Rozdział 9

0 0 0
                                    

Był pochmurny dzień w Łapkowiu. Flame przyszedł do jego bardzo chudej i prawie zmarłej mamy, która za niedługo może jego mama zginąć, a on w pysku miał wiewiórkę. Uczeń rzucił pod nos własnej mamy zwierzynę, a jego mama o imieniu Płomień odsunęła wiewiórkę w stronę Flame.

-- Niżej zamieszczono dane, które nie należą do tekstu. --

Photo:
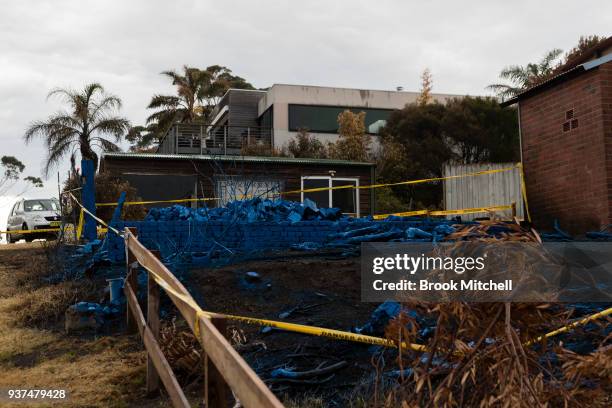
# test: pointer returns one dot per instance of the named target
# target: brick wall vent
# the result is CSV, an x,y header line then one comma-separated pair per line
x,y
566,127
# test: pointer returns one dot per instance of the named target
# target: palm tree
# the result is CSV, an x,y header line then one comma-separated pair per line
x,y
525,77
183,107
87,123
197,93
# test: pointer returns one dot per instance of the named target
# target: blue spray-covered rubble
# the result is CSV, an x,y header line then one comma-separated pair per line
x,y
201,235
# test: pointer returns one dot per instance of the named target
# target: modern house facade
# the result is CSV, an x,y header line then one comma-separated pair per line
x,y
566,144
274,116
227,177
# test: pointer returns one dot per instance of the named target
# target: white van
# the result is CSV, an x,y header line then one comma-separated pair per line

-Nie jestem głodna,- Zachrypiała.- Muszę ci powiedzieć przed moją śmiercią. Czas żebyś dowiedział się o swoim ojcu. Flame usiadł prawie w oczach miał łzy. Twoim ojcem jest przywódca Kiałów, zostawił nas bo wolał władać niż opiekować się.- Zakaszlała.- Nienawidzi nas i łapkowa i chce nas zniszczyć nawet cie.........- Nie dokończyła bo straciła przytomność i oddech. Wstał Flame. -Mamo?- Zaczął ją potrząsać żeby się obudziła- Mamo!- Ryknął, płakał głośno.- Mamo!- Krzyczał a jego łzy leciały na futro własnej matki. Przytulał ciało własnej mamy.